Когда к нему внутри присоединяется Кагами, Куроко тонко вскрикивает, а у Аоминэ на плечах расцветают царапины и полукружья следов от ногтей. Тетцу заводит руку назад и притягивает Тайгу ближе, к своему плечу, которое тот немедля кусает.
Они движутся в каком-то невыносимо тягучем темпе, зверь с тремя спинами. Руководит ими обоими Куроко – только так, как он хочет, только для него, и Аоминэ видит отражение своих мыслей на лице Кагами.
Тетцу творит с людьми странные вещи.
Когда Тетцу охает и кончает, туго сжимаясь, у Аоминэ, кажется, искры из глаз летят. Собственный оргазм оглушает. Кагами кончает следом.
Они потом долго лежат вместе, липкие от пота и спермы, лениво целуя все подвернувшиеся участки кожи Куроко.
Спустя некоторое время Тетцу отсасывает Кагами, пока Аоминэ берёт его сзади.
Они становятся неделимы и за пределами кровати –вместе ходят в кино, местный стритбол, магазины спорттоваров.
Как-то у Кагами стёрты снова уже зажившие костяшки, и Дайки вопросительно хмыкает, пока Тетцу выбирает себе новые кроссовки в стороне.
- Один ебантяй пожелал Тетцуе не треснуть по шву на двух хуях.
Аоминэ кивает и больше об этом они не говорят.
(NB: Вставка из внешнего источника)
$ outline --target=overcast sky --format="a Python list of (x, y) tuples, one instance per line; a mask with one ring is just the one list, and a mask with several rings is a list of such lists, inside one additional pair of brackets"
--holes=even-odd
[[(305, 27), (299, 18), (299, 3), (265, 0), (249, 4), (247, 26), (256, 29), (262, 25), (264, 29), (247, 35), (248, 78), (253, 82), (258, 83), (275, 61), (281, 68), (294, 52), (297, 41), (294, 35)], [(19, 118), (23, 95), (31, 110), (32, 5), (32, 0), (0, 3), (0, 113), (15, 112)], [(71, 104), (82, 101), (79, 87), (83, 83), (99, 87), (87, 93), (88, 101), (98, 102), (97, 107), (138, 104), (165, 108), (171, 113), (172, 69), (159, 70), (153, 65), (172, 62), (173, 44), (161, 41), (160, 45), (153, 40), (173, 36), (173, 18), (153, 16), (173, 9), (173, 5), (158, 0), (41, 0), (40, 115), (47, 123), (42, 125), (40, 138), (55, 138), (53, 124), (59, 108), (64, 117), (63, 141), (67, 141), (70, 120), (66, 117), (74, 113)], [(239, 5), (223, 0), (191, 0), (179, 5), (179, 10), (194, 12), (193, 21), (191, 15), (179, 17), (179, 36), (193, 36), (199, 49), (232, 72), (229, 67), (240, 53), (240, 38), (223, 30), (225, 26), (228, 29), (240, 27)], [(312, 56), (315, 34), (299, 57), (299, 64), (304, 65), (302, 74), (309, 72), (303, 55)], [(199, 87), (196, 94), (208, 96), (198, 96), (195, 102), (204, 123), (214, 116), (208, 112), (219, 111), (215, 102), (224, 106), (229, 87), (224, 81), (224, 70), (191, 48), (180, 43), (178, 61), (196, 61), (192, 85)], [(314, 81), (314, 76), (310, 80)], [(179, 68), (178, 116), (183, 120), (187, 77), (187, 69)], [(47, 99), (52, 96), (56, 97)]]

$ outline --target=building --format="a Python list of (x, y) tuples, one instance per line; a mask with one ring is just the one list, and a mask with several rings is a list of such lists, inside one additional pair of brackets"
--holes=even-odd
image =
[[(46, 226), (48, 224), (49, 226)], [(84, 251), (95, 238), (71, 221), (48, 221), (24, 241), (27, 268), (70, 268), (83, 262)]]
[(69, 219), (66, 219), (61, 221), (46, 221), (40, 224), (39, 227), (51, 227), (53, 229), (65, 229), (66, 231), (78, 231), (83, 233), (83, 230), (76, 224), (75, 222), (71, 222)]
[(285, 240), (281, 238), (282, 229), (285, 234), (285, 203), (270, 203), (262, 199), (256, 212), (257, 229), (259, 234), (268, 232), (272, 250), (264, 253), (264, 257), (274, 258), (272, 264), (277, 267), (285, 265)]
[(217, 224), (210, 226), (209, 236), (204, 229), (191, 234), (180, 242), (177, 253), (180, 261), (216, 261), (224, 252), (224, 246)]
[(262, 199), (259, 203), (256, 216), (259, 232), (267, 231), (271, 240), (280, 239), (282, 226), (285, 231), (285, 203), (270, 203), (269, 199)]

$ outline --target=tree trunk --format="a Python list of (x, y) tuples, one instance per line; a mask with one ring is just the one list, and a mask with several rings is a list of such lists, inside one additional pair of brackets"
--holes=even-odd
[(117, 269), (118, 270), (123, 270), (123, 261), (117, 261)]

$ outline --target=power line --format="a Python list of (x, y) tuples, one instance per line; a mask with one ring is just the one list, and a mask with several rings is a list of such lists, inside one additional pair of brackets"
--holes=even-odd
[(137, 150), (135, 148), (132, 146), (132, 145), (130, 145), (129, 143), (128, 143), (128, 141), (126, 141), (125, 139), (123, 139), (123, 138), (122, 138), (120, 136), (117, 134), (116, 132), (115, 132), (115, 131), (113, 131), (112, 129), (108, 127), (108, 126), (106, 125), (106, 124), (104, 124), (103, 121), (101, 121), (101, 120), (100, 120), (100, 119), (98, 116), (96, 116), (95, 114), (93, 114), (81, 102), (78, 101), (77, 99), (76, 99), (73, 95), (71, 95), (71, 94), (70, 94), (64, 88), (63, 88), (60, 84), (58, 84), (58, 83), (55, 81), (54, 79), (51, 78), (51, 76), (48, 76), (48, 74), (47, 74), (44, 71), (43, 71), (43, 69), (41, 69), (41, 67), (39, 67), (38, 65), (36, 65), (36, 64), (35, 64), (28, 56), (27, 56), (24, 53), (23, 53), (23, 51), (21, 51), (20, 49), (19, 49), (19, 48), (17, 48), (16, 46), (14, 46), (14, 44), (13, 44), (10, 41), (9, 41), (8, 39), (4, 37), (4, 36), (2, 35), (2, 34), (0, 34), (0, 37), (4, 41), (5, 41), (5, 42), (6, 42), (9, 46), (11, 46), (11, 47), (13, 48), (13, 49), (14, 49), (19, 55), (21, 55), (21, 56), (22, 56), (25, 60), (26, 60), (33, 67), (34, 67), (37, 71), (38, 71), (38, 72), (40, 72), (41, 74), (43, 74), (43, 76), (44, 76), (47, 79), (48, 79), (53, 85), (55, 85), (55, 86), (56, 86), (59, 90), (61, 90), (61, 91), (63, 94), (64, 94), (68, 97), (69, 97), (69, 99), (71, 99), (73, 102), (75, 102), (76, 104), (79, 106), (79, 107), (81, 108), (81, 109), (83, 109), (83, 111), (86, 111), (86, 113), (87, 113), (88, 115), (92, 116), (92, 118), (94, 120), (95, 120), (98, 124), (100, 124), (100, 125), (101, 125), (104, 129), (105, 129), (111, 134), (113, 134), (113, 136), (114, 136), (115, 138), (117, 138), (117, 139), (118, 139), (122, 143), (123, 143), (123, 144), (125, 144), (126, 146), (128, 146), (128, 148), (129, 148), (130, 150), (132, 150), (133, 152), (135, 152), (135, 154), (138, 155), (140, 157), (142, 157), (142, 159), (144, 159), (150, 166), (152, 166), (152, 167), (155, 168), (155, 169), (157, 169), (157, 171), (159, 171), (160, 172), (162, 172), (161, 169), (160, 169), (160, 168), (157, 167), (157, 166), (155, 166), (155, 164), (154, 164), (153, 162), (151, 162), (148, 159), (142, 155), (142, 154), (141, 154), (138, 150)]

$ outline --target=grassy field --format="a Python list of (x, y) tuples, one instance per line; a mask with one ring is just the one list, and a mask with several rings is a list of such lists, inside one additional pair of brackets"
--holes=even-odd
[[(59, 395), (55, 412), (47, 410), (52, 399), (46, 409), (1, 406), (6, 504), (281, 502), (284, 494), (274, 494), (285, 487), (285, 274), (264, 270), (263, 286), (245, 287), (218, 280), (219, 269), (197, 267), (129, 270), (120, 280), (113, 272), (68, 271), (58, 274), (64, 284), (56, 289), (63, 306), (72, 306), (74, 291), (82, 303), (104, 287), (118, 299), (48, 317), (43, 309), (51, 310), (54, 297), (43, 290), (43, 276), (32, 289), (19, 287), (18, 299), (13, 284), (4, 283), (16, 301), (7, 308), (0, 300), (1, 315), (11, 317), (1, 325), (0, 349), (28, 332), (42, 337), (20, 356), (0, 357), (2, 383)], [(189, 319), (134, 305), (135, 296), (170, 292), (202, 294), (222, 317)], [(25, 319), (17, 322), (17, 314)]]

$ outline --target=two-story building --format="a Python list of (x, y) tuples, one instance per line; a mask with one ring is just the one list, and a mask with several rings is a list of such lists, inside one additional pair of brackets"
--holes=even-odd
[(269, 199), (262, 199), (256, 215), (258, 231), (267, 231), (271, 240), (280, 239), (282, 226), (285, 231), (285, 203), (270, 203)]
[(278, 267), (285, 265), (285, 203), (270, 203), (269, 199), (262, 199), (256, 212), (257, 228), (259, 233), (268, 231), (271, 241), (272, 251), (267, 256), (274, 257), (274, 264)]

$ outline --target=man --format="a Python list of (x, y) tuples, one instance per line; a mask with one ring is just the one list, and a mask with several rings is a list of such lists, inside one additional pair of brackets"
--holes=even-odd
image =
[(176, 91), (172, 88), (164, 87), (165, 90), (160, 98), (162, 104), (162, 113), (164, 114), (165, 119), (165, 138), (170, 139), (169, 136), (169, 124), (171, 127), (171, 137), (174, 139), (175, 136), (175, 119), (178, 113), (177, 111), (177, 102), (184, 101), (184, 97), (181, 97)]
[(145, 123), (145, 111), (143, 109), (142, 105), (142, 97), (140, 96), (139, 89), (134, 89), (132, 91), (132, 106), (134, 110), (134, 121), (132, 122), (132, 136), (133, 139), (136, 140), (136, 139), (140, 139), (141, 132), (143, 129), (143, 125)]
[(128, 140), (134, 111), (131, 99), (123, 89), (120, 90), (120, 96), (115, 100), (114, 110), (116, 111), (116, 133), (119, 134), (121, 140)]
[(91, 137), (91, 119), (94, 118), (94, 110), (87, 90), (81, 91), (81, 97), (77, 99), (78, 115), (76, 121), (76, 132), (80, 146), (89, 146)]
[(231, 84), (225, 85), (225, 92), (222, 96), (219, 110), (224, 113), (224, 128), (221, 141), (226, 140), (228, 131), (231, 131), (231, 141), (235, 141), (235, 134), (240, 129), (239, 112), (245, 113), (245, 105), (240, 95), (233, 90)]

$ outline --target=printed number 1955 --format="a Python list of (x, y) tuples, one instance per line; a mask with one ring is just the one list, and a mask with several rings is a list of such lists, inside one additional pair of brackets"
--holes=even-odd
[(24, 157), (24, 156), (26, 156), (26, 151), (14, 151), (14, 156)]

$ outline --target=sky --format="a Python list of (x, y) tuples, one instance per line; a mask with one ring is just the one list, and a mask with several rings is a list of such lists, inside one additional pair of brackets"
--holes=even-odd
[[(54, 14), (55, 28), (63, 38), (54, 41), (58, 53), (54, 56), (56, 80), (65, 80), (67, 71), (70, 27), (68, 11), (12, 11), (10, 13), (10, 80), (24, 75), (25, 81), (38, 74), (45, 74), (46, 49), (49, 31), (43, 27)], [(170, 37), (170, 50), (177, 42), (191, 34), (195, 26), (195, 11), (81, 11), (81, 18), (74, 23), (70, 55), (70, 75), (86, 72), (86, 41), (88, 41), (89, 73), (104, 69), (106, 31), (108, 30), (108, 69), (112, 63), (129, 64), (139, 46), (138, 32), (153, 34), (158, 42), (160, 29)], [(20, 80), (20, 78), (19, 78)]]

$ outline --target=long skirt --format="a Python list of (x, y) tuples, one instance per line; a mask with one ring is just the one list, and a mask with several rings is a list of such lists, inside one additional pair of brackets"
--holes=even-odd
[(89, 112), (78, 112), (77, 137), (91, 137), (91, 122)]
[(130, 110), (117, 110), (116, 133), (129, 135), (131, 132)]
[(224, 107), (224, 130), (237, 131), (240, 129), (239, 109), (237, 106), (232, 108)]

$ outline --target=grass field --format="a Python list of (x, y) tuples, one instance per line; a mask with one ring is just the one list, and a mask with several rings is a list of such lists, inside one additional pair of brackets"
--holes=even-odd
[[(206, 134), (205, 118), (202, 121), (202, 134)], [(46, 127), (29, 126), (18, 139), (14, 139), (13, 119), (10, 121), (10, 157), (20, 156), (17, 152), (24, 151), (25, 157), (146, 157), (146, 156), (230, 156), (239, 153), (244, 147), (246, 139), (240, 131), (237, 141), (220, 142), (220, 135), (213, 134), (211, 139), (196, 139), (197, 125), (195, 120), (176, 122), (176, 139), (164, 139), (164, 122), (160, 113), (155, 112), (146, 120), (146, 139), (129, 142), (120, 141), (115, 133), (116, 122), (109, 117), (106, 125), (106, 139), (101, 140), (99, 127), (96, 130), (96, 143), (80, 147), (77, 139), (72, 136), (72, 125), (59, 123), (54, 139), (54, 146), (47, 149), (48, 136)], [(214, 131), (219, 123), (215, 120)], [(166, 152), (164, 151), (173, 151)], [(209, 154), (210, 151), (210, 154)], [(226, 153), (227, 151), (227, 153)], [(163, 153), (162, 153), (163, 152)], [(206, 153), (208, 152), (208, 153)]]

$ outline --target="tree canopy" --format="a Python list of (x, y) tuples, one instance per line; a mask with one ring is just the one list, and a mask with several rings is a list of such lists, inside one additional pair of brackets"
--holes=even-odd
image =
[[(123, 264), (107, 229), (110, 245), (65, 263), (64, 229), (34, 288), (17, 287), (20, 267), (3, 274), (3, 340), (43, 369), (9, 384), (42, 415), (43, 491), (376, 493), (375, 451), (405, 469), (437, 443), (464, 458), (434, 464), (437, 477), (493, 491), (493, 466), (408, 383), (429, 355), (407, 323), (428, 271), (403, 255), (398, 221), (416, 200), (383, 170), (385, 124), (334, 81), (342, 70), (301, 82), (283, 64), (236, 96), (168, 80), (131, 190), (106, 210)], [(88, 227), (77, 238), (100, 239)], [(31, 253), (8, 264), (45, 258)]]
Они вообще мало говорят. У них тот особый охуенный тип отношений, где участникам вообще не нужно говорить, чтобы понимать друг друга.
Момои за них беспокоится.
- Это не закончится ничем хорошим, - и телефонная связь придаёт её голосу ещё больше тревоги.
- Знаешь, Сатцуки, - вздыхает Аоминэ, косясь на сидящих в другой комнате на диване Куроко и Кагами, смотрящих старую запись NBA, - пока что, мне хватит.